235. Lowest Common Ancestor of a Binary Search Tree - Explanation

Description

Given a binary search tree (BST) where all node values are unique, and two nodes from the tree p and q, return the lowest common ancestor (LCA) of the two nodes.

The lowest common ancestor between two nodes p and q is the lowest node in a tree T such that both p and q as descendants. The ancestor is allowed to be a descendant of itself.

Example 1:

Input: root = [5,3,8,1,4,7,9,null,2], p = 3, q = 8

Output: 5

Example 2:

Input: root = [5,3,8,1,4,7,9,null,2], p = 3, q = 4

Output: 3

Explanation: The LCA of nodes 3 and 4 is 3, since a node can be a descendant of itself.

Constraints:

2 <= The number of nodes in the tree <= 100.
-100 <= Node.val <= 100
p != q
p and q will both exist in the BST.

Recommended Time & Space Complexity

You should aim for a solution as good or better than O(h) time and O(h) space, where h is the height of the given tree.

Hint 1

A Binary Search Tree (BST) is a tree in which the values of all nodes in the left subtree of a node are less than the node's value, and the values of all nodes in the right subtree are greater than the node's value. Additionally, every subtree of a BST must also satisfy this property, meaning the "less than" or "greater than" condition is valid for all nodes in the tree, not just the root.
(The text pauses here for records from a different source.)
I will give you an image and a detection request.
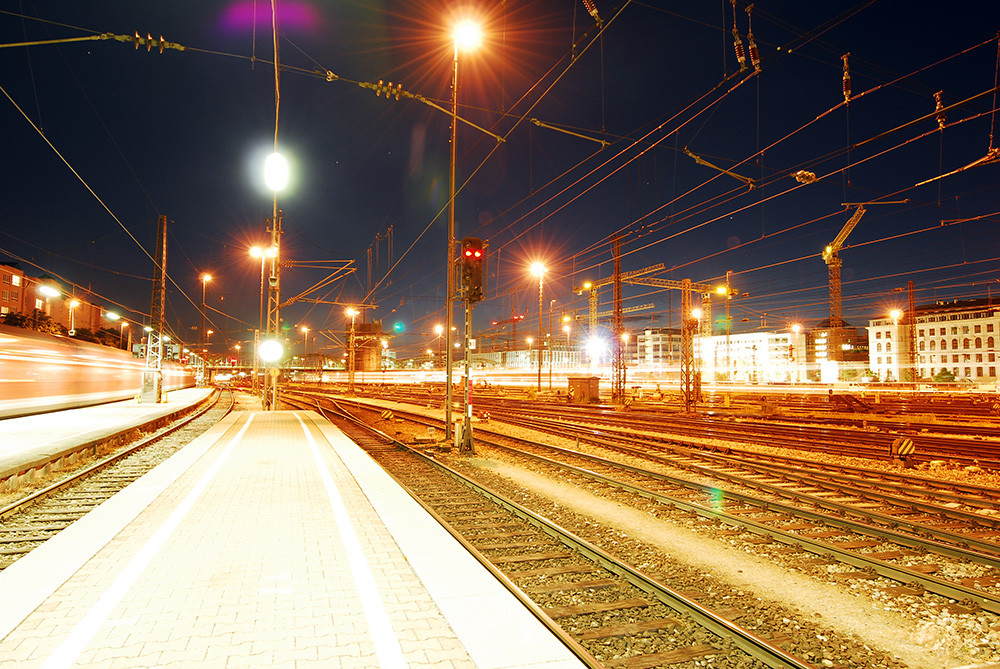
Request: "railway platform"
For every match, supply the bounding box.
[0,388,212,481]
[0,411,582,669]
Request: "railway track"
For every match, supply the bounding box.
[484,405,1000,470]
[286,395,916,667]
[308,396,1000,613]
[0,391,235,570]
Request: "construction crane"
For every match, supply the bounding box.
[488,309,524,367]
[823,199,910,360]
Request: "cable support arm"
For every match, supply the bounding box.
[684,146,757,188]
[0,30,187,53]
[528,118,610,149]
[336,70,506,143]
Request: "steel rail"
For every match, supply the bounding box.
[491,414,1000,568]
[0,390,228,520]
[472,430,1000,613]
[294,394,815,669]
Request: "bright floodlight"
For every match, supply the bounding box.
[264,152,288,192]
[454,21,483,51]
[260,339,285,362]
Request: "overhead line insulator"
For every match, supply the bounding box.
[733,26,747,72]
[840,53,851,103]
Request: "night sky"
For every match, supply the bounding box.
[0,0,1000,356]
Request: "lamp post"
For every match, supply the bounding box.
[545,298,556,390]
[250,246,277,394]
[69,300,80,337]
[198,274,212,384]
[531,262,548,392]
[788,323,802,383]
[344,307,358,395]
[432,323,444,367]
[444,21,482,441]
[379,339,389,386]
[622,332,628,391]
[563,316,570,374]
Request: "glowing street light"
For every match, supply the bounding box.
[344,307,358,395]
[69,300,80,337]
[264,151,289,192]
[531,261,551,392]
[444,15,482,441]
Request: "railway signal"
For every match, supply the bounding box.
[462,237,486,304]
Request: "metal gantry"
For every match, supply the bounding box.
[139,216,167,403]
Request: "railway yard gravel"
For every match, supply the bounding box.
[362,401,1000,669]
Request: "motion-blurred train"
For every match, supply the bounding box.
[0,325,194,418]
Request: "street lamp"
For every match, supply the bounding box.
[200,274,212,383]
[444,21,482,441]
[69,300,80,337]
[531,262,549,392]
[344,307,358,395]
[431,323,444,367]
[563,316,570,374]
[788,323,802,383]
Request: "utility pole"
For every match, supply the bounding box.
[261,209,281,411]
[906,281,920,390]
[681,279,698,411]
[611,237,625,402]
[141,216,167,403]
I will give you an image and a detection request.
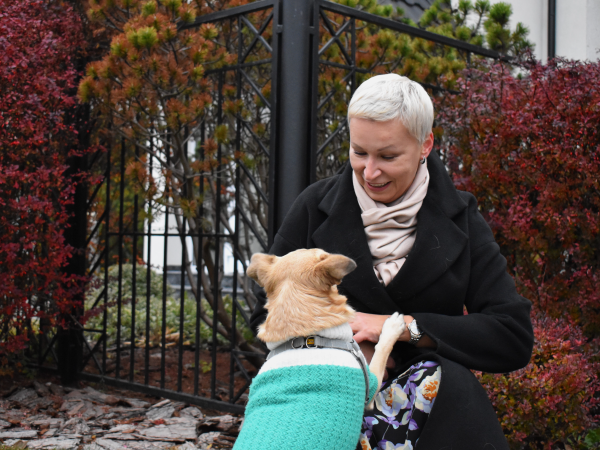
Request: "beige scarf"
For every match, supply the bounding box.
[352,163,429,286]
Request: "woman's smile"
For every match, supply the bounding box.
[365,180,391,192]
[350,117,433,203]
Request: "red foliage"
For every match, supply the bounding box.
[436,60,600,449]
[439,60,600,335]
[478,318,600,449]
[0,0,88,368]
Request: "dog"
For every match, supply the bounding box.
[234,249,405,450]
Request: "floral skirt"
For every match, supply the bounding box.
[357,361,442,450]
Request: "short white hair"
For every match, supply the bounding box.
[348,73,433,144]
How can you use this idea to find the LCA of the given nodes in the tree?

Hint 2

We can use recursion to traverse the tree. Can you figure out the conditions we encounter when choosing a path between the left and right subtrees during traversal using the values of the two given nodes? Perhaps you can determine the LCA by traversing based on these conditions.

Hint 3

If nodes p and q are in different subtrees, a split occurs, making the current node the LCA. If both are in the left or right subtree, the LCA lies in that subtree and we further choose that subtree to traverse using recursion. You should also handle other multiple scenarios to get the LCA.

Hint 4

The LCA can also be one of the nodes, p or q, if the current node is equal to either of them. This is because if we encounter either p or q during the traversal, that node is the LCA.

Company Tags

Please upgrade to NeetCode Pro to view company tags.

1. Recursion

# Definition for a binary tree node.
# class TreeNode:
#     def __init__(self, val=0, left=None, right=None):
#         self.val = val
#         self.left = left
#         self.right = right

class Solution:
    def lowestCommonAncestor(self, root: TreeNode, p: TreeNode, q: TreeNode) -> TreeNode:
        if not root or not p or not q:
            return None
        if (max(p.val, q.val) < root.val):
            return self.lowestCommonAncestor(root.left, p, q)
        elif (min(p.val, q.val) > root.val):
            return self.lowestCommonAncestor(root.right, p, q)
        else:
            return root

Time & Space Complexity

Time complexity: $O(h)$
Space complexity: $O(h)$

Where $h$ is the height of the tree.

2. Iteration

# Definition for a binary tree node.
# class TreeNode:
#     def __init__(self, val=0, left=None, right=None):
#         self.val = val
#         self.left = left
#         self.right = right

class Solution:
    def lowestCommonAncestor(self, root: TreeNode, p: TreeNode, q: TreeNode) -> TreeNode:
        cur = root

        while cur:
            if p.val > cur.val and q.val > cur.val:
                cur = cur.right
            elif p.val < cur.val and q.val < cur.val:
                cur = cur.left
            else:
                return cur

Time & Space Complexity

Time complexity: $O(h)$
Space complexity: $O(1)$

Where $h$ is the height of the tree.